You should discuss tyrosine crystals with your vet.

You should discuss tyrosine crystals with your vet.

Tyrosine crystals in your pet's urine can be worrisome. However, once you understand what they are and what causes them, you've taken the first steps towards handling the situation. Getting a bit of knowledge on your side is a positive first step for your pet's health.

What are They?

Tyosine crystals are microscopic particles in the urine of your cat or dog. To a vet with a microscope, they look like tiny, needle-shaped crystals. They can vary in color from clear and colorless to brown. They are usually found in acidic urine, or urine with a pH of less than seven on the 14-point pH scale.

Terms

Tyrosine is an amino acid, and amino acids are the building blocks of proteins. In order for tyrosine crystals to form in your pet's urine, your pet has to have excess amino acids in her urine. The presence of amino acids in urine is called aminoaciduria. Your vet may also use the term "crystalluria," which specifically means the presence of crystals in the urine.

What Do They Mean?

Crystalluria in general can be an indication of uroliths (kidney stones). A kidney stone the same thing as these crystals, just larger. However, the presence of microscopic tyrosine crystals does not necessarily mean your pet has kidney stones, only that your pet could be predisposed to them.

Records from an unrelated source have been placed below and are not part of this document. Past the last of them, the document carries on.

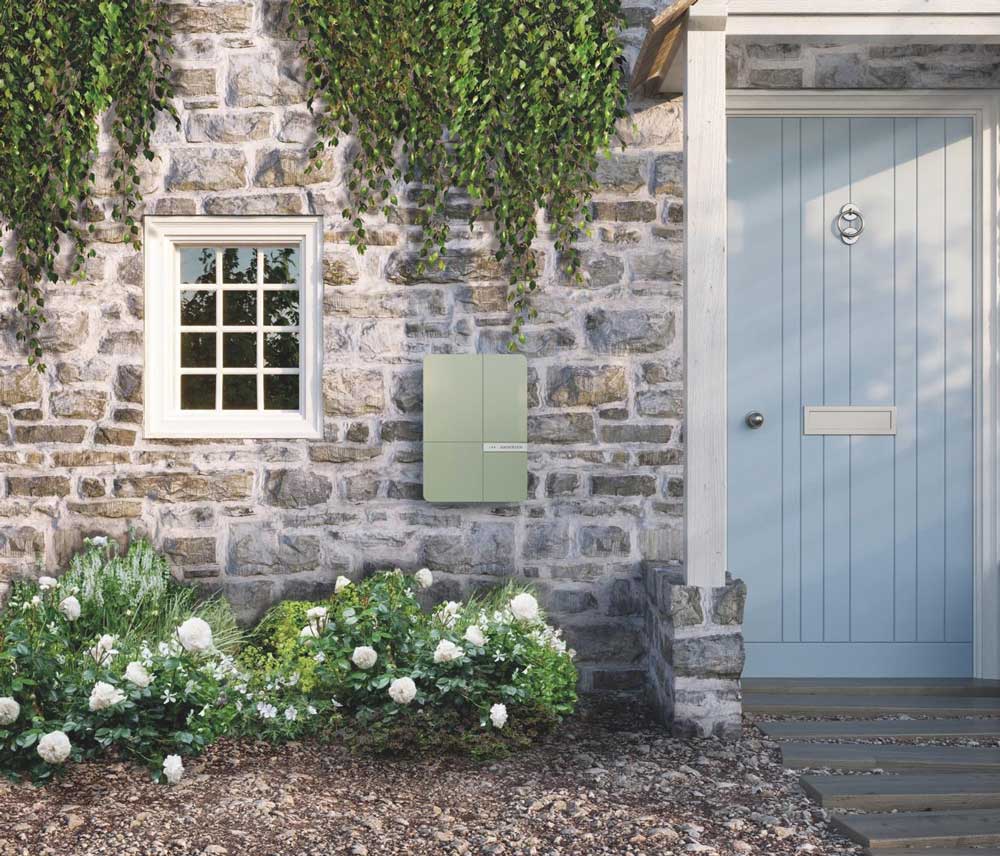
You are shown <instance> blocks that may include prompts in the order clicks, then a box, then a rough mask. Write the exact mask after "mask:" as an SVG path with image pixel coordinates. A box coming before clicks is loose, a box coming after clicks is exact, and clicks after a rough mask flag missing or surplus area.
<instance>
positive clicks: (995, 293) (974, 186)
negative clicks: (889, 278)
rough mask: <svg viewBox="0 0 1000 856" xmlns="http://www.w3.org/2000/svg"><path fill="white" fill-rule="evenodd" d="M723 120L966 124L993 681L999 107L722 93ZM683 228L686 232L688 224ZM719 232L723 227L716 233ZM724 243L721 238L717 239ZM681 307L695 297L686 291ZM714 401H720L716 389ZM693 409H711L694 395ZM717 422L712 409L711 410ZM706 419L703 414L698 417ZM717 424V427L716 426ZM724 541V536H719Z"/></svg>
mask: <svg viewBox="0 0 1000 856" xmlns="http://www.w3.org/2000/svg"><path fill="white" fill-rule="evenodd" d="M726 113H727V115H728V116H954V117H967V118H971V119H972V120H973V122H974V135H973V144H974V155H973V157H974V164H975V170H976V174H975V180H974V182H973V190H974V194H975V198H974V200H973V209H974V217H975V225H974V239H975V243H974V269H973V270H974V281H975V282H976V283H978V286H979V287H978V294H979V298H978V299H976V300H974V302H973V305H974V309H975V319H974V331H975V336H974V338H975V341H974V343H973V354H974V355H975V367H974V379H973V398H974V409H975V418H974V431H975V439H974V453H975V468H974V485H975V486H974V490H975V497H974V499H975V506H974V522H973V531H974V540H973V547H974V585H973V592H974V595H973V596H974V598H975V602H974V604H973V622H974V627H973V660H974V665H973V669H974V672H973V673H974V675H975V676H976V677H981V678H997V677H1000V580H998V576H1000V573H998V552H997V544H998V519H997V514H998V510H1000V509H998V507H997V499H998V496H1000V485H998V471H997V460H998V440H1000V432H998V428H997V418H998V410H997V383H998V379H1000V372H998V355H997V342H998V340H997V322H998V317H997V316H998V311H997V295H998V288H997V284H998V283H997V226H998V220H997V204H998V195H997V188H998V183H997V182H998V171H997V157H998V156H997V146H998V142H1000V140H998V133H997V120H998V114H1000V103H998V97H997V95H996V94H994V93H992V92H989V91H966V90H955V91H940V90H935V91H917V90H905V91H884V90H883V91H871V90H864V91H858V90H855V91H823V92H817V91H815V90H811V91H803V90H797V91H775V90H769V91H757V90H734V91H730V92H729V93H727V101H726ZM688 228H691V224H690V222H689V223H688ZM723 228H725V226H723ZM723 240H725V239H723ZM687 291H688V302H689V304H692V303H693V304H697V303H698V302H699V301H700V298H701V295H700V293H699V291H698V290H697V289H690V288H689V289H688V290H687ZM719 394H721V395H723V396H724V395H725V394H726V392H725V386H723V388H722V390H721V392H720V393H719ZM689 400H691V401H692V402H693V403H694V405H695V406H702V407H704V408H706V409H709V408H712V405H711V403H709V402H708V401H706V398H704V397H702V396H698V397H692V398H691V399H689ZM713 410H714V413H715V418H718V407H717V405H716V406H715V407H714V408H713ZM700 415H701V417H702V418H708V417H709V413H707V412H703V413H701V414H700ZM723 425H725V421H724V420H723ZM723 534H724V533H723Z"/></svg>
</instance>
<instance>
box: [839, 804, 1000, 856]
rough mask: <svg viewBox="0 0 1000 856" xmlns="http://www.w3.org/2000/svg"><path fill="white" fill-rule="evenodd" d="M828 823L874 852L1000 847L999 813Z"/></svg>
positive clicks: (986, 812) (920, 815)
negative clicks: (932, 847)
mask: <svg viewBox="0 0 1000 856" xmlns="http://www.w3.org/2000/svg"><path fill="white" fill-rule="evenodd" d="M831 822H832V823H833V825H834V827H835V828H836V829H837V830H838V831H840V832H842V833H843V834H845V835H847V837H848V838H851V839H852V840H854V841H857V842H858V843H859V844H863V845H864V846H865V847H869V848H871V849H872V850H873V851H875V852H881V851H882V849H883V848H890V847H895V848H899V847H968V846H971V845H982V844H1000V811H955V812H900V813H897V814H852V815H834V816H833V817H832V818H831Z"/></svg>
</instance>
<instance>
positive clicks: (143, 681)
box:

At the same time, tyrosine crystals (or any other amino acid-based crystal) can be a sign of liver problems. Keep in mind that some dogs and cats just produce tyrosine crystals as part of their individual physiology. Only a vet can tell if it's a cause for concern.

What to Do?

Your vet should control the course of your pet's treatment, since tyrosine crystals can mean anything from a non-issue to liver damage. Depending on the underlying cause, the first step is usually to change your pet's diet. If new food doesn't correct the problem, medications are prescribed to dissolve the stone. As a last resort, your veterinarian may use surgery to physically remove stones from your dog or cat. Many of these are the same treatments used in humans, so you know your pet will be in good hands.